In the “dose and administration” section of the SPC from the FDA, it was advised to take levocetirizine (5 mg) in the evening, advice that was not provided in the SPC from the HAT or EMA.

Hypersensitivity to cetirizine was considered to be a contraindication in the SPC from the EMA and FDA, but this information was not present in the “contraindications” section of the SPC from the HAT. Moreover, levocetirizine was contraindicated for patients undergoing hemodialysis in the SPC from the FDA, but this information was not specified in the SPC from the EMA or HAT.

Effect of levocetirizine upon mental alertness was explained in the “special warnings and precautions” section of the SPC from the FDA, but was detailed in the “effects on the ability to drive and use machines” section of the SPC from the HAT and EMA. Levocetirizine use was not recommended in the SPC from the FDA. However, only “caution” during driving and other hazardous occupations necessitating mental alertness was advised in the SPC from the HAT and EMA.

Additional information was given in the “undesirable effects/adverse reactions” section of the SPC from the FDA: (a) as the dose of levocetirizine is increased, the incidence of somnolence increases; (b) movement disorders; (c) undesirable effects such as orofacial dyskinesia, severe hypotension, or cholestasis because levocetirizine is an active compound of cetirizine.

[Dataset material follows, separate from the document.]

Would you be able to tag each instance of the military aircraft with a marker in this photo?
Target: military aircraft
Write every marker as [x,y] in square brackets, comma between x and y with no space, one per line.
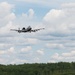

This information was not provided in the SPC from the HAT or EMA.

In the “overdose” section, in addition to the information given in the SPC from the HAT and EMA, non-lethal doses for animals were given in the SPC from the FDA.

In the “use in special populations” section, levocetirizine doses were different for patients who had suffered renal failure. For example, in patients with mild renal impairment, 2.5 mg once-daily was recommended in the SPC from the FDA, but 5 mg oncedaily was recommended in the SPC from the HAT and EMA.

Detailed information about the SPC from the HAT, EMA and FDA is given in Table 1.

Discussion

The SPC of a certain drug is prepared according to rules set by the International Council for Harmonization of Technical Requirements for Pharmaceuticals for Human Use (ICH). The ICH brings together the regulatory authorities and pharmaceutical industry for drug registration. The mission of the ICH is to achieve greater harmonization worldwide to ensure that safe, effective and high-quality medicines are developed and registered [12]. The European Union, Japan, USA, Canada and Switzerland are regulatory members of this organization [13]. Turkey is not a member or observer of the ICH, but the drug-licensing procedures of Turkey are compatible with European Union Human Medicinal Products Regulations [14].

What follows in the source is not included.